Ordering Real Numbers on a Number Line
Ordering Real Numbers on a Number Line is a Grade 7 math skill in Big Ideas Math Advanced 2, Chapter 7: Real Numbers and the Pythagorean Theorem. Students learn to compare and order mixed sets of rational and irrational numbers by approximating irrational values as decimals, then plotting all numbers on a number line to determine their relative order from least to greatest.
Key Concepts
Property To order a mixed set of rational and irrational numbers visually, approximate the irrational numbers as decimals and convert any fractions. Then, plot all numbers on a number line to determine their relative positions. Numbers always increase in value from left to right on the number line.
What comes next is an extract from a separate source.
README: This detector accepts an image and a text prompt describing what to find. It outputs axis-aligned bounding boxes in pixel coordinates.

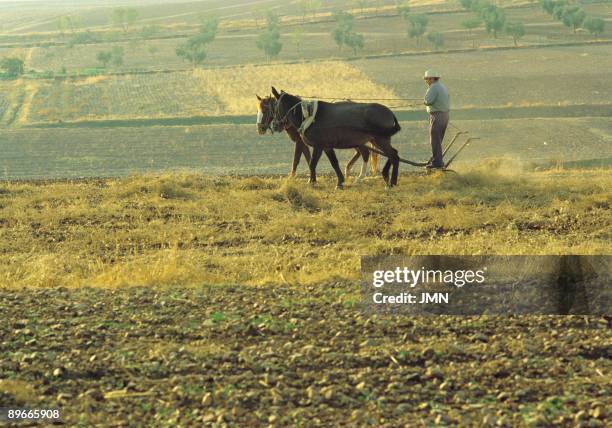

Examples Order from least to greatest: 2.5, $\sqrt{7}$, $\frac{8}{3}$ Since $\sqrt{7} \approx 2.646$ and $\frac{8}{3} \approx 2.667$, the relative order is $2.5 < \sqrt{7} < \frac{8}{3}$. Order from least to greatest: $\sqrt{15}$, 4, 3.9, $\sqrt{14}$ Since $\sqrt{15} \approx 3.873$ and $\sqrt{14} \approx 3.742$, the sequence is $\sqrt{14} < \sqrt{15} < 3.9 < 4$.
Common Questions
How do you order a mix of rational and irrational numbers?
Approximate any irrational numbers (like square roots) as decimals and convert fractions to decimals. Then compare the decimal values to determine the order from least to greatest.
How do you order 2.5, the square root of 7, and 8/3 from least to greatest?
Approximate: square root of 7 is about 2.646 and 8/3 is about 2.667. So the order is 2.5 < sqrt(7) < 8/3.
Which direction is greater on a number line?
Numbers increase in value from left to right on a number line. A number to the right of another is always greater.
How do you compare square root of 14 and square root of 15?
Since 14 < 15, sqrt(14) < sqrt(15). Approximately sqrt(14) is 3.742 and sqrt(15) is 3.873.